Allein aus dem tatsächlichen Vorbringen des Klägers vermag das Gericht aber seine - für die Urteilsfindung maßgebende - richterliche Überzeugung vom Vorliegen der im Streitfall erforderlichen Tatsachen, nämlich der mündlichen Anordnungen der Erblasserin, nicht zu bilden. Denn dies erfordert zwar weniger als Gewissheit, aber mehr als nur ein überwiegender Grad von Wahrscheinlichkeit, nämlich ein so hoher Grad von Wahrscheinlichkeit, dass er nach der Lebenserfahrung praktisch der Gewissheit gleichkommt. Demzufolge ist ein Sachverhalt nach der Grundregel des § 96 Abs. 1 Satz 1 FGO als erwiesen anzusehen, wenn er sich mit an Sicherheit grenzender Wahrscheinlichkeit feststellen lässt. Dem folgend fordert die höchstrichterliche Rechtsprechung beispielsweise für die Anerkennung des Werbungskostenabzugs, dass sich die Finanzgerichte in der Regel nicht allein auf die Darstellung des Steuerpflichtigen stützten, wenn es an entsprechenden Nachweisen für dessen Sachvortrag fehle. Vielmehr habe der Steuerpflichtige die berufliche Veranlassung der Aufwendungen im Einzelnen umfassend darzulegen und nachzuweisen. Einen solchen Nachweis konnte der Kläger im Streitfall nicht erbringen.

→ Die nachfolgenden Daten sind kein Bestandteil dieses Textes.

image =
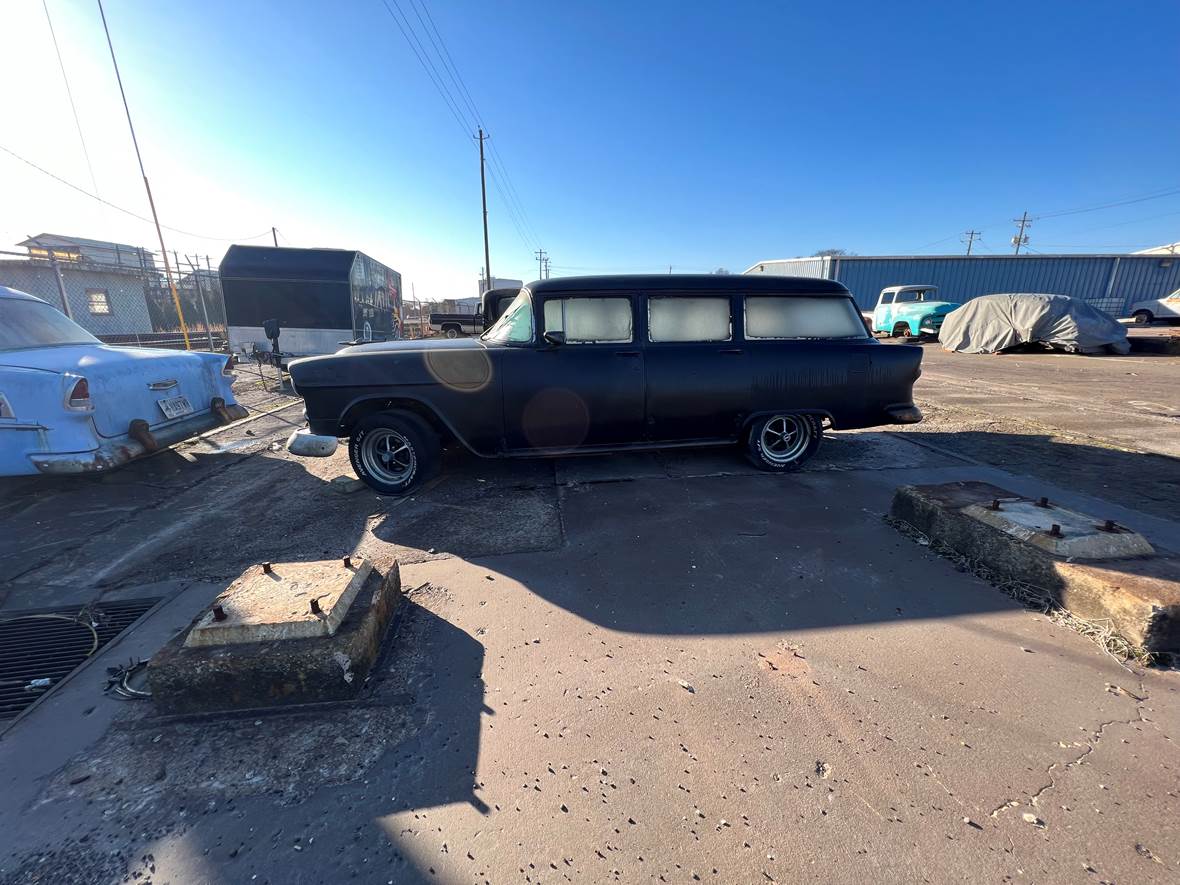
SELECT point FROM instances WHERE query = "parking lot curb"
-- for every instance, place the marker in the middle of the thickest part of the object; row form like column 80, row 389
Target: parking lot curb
column 248, row 675
column 1139, row 596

Entgegen der Ansicht des Klägers folgt aus der Feststellung der fehlenden Erweislichkeit seines Vortrags weder die Unterstellung eines Gestaltungsmissbrauchs noch die zwingende Folge, er habe sein gerichtliches Vorbringen „erfunden“. Die „Beweislosigkeit“ stellt sich weder als Verstoß gegen Pflichten noch als Obliegenheitsverstoß dar, sondern zieht eine nach allgemeine Regeln zu treffende Entscheidung nach sich, welcher Beteiligte die Folgen dafür zu tragen hat, dass das Gericht die erforderlichen tatsächlichen Feststellungen nicht treffen kann. Diese Entscheidung folgt auch im vorliegenden Fall der Regel, dass jeder Beteiligte die Feststellungslast für das Vorliegen sämtlicher Voraussetzungen derjenigen Normen trägt, ohne deren Anwendung sein Prozessbegehren keinen Erfolg haben wird. Dies ist vorliegend der Kläger, da er die Berücksichtigung von steuermindernden Aufwendungen nach § 10 Abs. 5 ErbStG begehrt.